While it’s always a pleasure to educate plaintiffs’ attorneys about the nuances of complex vascular issues in accordance with the rules of a high-school debate competition (“Yes or no, doctor?”), these interactions subvert our wellbeing. We identified a statistically significant association between malpractice allegations and symptoms of burnout. Moreover, malpractice allegations lead to higher rates of subsequent self-reported errors, suggesting an erosion of confidence in our abilities. The psychological impact of malpractice claims seems to persist regardless of the outcome. While plaintiff courtroom verdicts are rare (5%), vascular surgeons described the outcome as “fair” in only 24% of closed cases.

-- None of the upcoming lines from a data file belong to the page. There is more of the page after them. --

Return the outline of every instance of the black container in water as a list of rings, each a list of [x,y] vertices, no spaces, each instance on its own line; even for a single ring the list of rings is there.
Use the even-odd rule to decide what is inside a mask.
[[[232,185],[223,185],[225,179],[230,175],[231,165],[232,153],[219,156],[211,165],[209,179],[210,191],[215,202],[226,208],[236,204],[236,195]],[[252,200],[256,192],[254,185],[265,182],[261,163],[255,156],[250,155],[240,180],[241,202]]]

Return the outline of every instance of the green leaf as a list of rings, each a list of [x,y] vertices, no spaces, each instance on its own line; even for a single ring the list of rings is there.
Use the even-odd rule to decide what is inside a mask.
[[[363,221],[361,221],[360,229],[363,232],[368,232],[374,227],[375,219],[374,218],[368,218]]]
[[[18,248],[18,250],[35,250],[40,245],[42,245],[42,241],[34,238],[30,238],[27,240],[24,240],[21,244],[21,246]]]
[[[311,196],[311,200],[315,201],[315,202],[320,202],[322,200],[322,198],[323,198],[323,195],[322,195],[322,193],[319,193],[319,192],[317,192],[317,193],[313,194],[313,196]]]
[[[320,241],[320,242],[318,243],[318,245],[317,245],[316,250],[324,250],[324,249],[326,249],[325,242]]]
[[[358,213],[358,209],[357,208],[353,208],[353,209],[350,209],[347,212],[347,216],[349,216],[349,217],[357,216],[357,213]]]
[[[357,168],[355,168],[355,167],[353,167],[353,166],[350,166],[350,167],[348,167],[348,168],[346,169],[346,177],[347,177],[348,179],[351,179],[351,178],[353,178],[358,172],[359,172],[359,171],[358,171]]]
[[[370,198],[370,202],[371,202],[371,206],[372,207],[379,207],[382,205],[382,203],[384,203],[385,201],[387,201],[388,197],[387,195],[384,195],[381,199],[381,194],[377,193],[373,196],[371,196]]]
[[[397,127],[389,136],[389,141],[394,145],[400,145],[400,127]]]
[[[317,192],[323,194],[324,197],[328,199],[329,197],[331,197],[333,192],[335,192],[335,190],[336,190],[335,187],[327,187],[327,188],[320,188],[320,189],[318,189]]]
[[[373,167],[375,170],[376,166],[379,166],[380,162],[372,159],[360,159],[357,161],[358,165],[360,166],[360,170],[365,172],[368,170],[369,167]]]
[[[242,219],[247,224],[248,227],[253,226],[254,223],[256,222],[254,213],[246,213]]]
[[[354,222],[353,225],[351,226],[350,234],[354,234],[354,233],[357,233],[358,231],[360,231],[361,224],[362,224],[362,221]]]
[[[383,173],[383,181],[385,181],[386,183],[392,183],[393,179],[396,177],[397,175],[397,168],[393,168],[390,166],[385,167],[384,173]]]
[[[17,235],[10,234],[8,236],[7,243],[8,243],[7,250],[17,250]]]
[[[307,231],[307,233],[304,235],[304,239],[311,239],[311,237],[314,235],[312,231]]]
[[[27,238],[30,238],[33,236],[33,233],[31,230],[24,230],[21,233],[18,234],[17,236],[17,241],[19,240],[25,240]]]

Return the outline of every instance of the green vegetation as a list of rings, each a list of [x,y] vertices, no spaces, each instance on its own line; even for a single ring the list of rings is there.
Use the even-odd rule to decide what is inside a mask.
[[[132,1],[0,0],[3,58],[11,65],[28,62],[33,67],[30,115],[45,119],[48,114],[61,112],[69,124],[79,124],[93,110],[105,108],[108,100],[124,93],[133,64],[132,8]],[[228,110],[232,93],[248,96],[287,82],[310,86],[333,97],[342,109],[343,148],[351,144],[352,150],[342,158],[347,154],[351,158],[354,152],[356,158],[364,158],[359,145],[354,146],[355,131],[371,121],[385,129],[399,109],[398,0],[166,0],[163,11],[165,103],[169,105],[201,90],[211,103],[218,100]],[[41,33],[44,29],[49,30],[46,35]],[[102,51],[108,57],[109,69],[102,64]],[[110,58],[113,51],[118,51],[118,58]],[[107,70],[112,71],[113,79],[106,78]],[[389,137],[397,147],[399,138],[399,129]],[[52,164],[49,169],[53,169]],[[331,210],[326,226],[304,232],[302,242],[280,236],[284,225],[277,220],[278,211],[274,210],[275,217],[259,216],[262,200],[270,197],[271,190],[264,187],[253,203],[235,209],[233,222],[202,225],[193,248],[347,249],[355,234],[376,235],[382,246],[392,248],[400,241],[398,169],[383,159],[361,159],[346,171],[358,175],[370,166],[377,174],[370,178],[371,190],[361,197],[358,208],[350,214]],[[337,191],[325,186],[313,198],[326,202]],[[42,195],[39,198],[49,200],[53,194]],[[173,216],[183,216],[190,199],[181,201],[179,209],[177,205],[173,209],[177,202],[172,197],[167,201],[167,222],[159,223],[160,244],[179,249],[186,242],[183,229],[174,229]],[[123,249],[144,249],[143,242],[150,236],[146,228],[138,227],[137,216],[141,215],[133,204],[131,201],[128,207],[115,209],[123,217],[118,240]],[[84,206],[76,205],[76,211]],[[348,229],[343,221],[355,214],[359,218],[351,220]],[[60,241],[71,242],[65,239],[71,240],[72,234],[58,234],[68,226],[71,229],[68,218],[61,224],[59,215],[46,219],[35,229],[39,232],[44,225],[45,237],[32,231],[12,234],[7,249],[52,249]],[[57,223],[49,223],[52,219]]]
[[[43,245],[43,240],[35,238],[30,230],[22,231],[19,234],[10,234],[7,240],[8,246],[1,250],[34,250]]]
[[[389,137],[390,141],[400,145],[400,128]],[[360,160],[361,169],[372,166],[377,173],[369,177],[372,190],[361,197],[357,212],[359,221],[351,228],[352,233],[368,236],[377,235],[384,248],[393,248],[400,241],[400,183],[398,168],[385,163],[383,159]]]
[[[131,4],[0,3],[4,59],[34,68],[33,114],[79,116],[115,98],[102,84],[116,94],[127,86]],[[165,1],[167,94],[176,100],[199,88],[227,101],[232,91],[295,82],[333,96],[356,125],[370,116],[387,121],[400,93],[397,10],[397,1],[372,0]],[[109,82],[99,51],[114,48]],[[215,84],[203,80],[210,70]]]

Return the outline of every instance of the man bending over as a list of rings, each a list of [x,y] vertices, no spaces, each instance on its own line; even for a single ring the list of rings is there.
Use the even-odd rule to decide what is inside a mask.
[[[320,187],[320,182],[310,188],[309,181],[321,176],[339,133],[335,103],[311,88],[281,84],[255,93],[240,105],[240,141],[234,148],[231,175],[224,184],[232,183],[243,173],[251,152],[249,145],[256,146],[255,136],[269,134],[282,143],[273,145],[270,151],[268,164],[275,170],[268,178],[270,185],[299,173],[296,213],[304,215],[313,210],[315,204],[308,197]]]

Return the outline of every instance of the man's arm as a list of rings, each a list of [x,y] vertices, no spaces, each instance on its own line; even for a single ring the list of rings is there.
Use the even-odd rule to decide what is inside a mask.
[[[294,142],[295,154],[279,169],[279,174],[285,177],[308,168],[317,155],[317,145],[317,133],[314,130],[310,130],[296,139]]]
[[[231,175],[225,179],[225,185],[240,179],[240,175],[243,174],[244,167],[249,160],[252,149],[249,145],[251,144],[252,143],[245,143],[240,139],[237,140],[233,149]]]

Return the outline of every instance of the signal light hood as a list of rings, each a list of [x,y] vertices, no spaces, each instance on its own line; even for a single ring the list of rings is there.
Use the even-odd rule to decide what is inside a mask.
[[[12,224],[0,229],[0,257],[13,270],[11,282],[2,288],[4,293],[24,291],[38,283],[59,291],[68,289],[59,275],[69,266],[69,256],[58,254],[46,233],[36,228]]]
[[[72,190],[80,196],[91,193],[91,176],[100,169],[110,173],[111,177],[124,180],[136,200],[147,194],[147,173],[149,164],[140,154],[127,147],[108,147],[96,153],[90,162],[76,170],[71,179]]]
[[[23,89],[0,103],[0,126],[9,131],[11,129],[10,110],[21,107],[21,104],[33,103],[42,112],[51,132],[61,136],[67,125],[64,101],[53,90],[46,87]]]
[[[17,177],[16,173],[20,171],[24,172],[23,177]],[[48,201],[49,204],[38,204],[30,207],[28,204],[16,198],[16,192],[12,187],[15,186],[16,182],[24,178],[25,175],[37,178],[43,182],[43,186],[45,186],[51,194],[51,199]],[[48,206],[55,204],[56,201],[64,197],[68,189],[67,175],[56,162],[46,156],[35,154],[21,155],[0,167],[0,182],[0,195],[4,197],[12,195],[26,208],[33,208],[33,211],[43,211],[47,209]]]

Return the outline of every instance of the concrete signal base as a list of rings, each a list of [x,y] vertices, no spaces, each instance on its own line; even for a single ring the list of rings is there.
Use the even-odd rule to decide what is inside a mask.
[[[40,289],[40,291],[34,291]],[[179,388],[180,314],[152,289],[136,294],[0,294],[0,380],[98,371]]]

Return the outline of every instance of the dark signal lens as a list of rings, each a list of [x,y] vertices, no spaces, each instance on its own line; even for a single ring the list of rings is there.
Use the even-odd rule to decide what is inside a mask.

We all make mistakes. I think it’s safe to make that admission in writing, provided I never attest that I consider Vascular Specialist to be “authoritative source.” (If you don’t get that legal reference, you will someday.) Furthermore, there are undoubtedly cases of true malpractice in which accountability is both appropriate and necessary to maintain standards.

Having said that, the ridiculous prevalence of malpractice allegations against us is inconsistent with objective data that speaks to the high quality of vascular care that we deliver. We are the last line of defense in the effort to preserve life and limb. We are better at achieving these objectives than ever before. Despite our successes, we have become the victims of a runaway medicolegal system that threatens the wellbeing of patients and doctors alike. We don’t have a quality problem. We have a medicolegal system problem.

What can be done?

We can’t match the political action committee (PAC) contributions of the trial lawyers’ advocacy groups (formerly known as the “National Association of Claimants’ Compensation Attorneys,” now the more palatable and more opaque “American Association for Justice”). We can, however, take steps to promote more unity, more advocacy and more peer support.

The increasingly frequent frenzy over proposed Centers for Medicare & Medicaid Services (CMS) cuts has become a unifying issue. We rally against these cuts not only for our own financial wellbeing, but also because of the implications for patient access to vascular care. Our broken medicolegal system threatens patients with higher costs, unnecessary interventions and a fearful, burned out, disillusioned workforce. Tort reform is really in our patients’ best interests as well.

Furthermore, we can take a page from the neurosurgeons’ playbook—they really are the smart ones—and establish comprehensive guidelines and standards for expert testimony that pertain to impartiality, subject knowledge and compensation. We have some semi-professional plaintiffs’ experts among us, whose comprehensive vascular knowledge allows them to speak authoritatively—for the right price—about procedures they rarely perform. I propose we celebrate these “experts” in our ranks and offer them some special distinction for their services: a scarlet “E” to denote their “expert” status, for example.

If we really want to win this fight, we need to start thinking like lawyers. For example, we’ve shown that malpractice allegations impact on our wellness. Ipso facto, the lawyers are causing us great distress. Is this not grounds for a class action lawsuit against the plaintiff ’s bar? Perhaps this is a preposterous idea, but I’m sure we can find a litigator who isn’t overly concerned by that pesky “burden of proof” to represent us.

Whichever strategies we employ, it should be obvious that we need to stop the infighting and abandon our beloved interspecialty turf wars. Our broken, bloated, predatory medicolegal system impacts us all. The time has come to rise up against this clear and present danger to our wellbeing. Join me in calling for our leadership to make this issue a top priority.

I rest my case.

Andrew J. Meltzer, MD, is chair of vascular surgery at Mayo Clinic Arizona in Phoenix.